Recently I attended some lectures on photography history at university, and the discussion evolved from the controversy from the start as to whether photography was an art or a mechanical process. Early reviews of the first photos (in this case Daguerreotypes) marveled at the incredible detail and accuracy rendered by the images. So we asked ourselves does a photo tell the truth?
The first question to address was obvious: What is Truth?
Part of that answer has to lie with differences of how we see and how the camera sees.

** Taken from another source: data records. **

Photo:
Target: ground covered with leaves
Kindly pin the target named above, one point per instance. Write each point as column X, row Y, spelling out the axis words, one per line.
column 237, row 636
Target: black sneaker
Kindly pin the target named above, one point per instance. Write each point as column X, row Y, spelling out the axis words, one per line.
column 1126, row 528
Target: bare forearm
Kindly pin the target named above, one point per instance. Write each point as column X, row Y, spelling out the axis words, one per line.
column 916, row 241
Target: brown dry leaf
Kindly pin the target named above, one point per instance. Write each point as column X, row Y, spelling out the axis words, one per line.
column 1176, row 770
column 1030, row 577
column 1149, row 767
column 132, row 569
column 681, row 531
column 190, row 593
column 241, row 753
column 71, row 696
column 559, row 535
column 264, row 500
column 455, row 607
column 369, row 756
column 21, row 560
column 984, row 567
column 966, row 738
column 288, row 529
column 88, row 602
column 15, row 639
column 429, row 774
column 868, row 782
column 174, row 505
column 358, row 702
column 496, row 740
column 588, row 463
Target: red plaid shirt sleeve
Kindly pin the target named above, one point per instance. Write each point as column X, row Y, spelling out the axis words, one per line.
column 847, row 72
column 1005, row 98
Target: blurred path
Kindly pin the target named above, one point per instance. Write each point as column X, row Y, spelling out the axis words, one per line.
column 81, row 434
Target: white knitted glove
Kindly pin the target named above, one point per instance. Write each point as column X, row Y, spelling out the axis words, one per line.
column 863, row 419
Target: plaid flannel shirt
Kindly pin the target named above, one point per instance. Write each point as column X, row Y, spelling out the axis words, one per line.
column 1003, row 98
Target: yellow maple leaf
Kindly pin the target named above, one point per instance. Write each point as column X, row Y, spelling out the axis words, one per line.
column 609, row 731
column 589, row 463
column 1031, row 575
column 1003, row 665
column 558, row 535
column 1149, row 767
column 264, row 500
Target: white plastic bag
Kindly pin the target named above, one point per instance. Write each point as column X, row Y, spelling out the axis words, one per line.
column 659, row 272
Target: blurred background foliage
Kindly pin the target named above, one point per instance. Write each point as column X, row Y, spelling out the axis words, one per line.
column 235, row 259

So, immediately there differences:
- We correct distortion & colour shift, the camera does not
- Our eyes adapt to tonal differences, the camera less so
- Our eyes scan continuously, a camera does not
- The camera has no emotional attachments, we do
- We see what we expect to see and ignore things we take for granted, the camera does not
- We see in 3D, the camera captures in 2D – we need to create the illusion of depth with composition or by using dual cameras
- Our brains isolate, the camera does not
How we isolate
We have evolved as part of our survival and social demands to be selective in we observe:
- The brightest element - particularly useful for finding food
- The strongest, most saturated, and warmest colours
- Sharp or well-defined or well-contrasted areas
- Texture – hard light vs. soft light and back light
- Contrasting movement and stillness
- The largest element
- Leading Curves and perspective lines – frame placement
- People (esp. children, faces, eyes) or animals
- We read text!
So, in the end the issue of rendering a "true" image is fraught with differences between our optical characteristics and the human intelligence and socials programming that bias and filter what our eyes present to us.
For a long time photography was held to be truly honest, yet almost immediately photographers played with images to fool us and make a point.
Henry Peach Robinson in 1858, Image Fading Away
Source: The Met
During the American Civil War photographers capturing the battlefield scenes had, by necessity, to work after the conflict, (both from a safety perspective and because their shutter speeds were too slow) so they were prone to arranging the bodies of dead combatants for effect. Photos of the living were posed for the same reasons.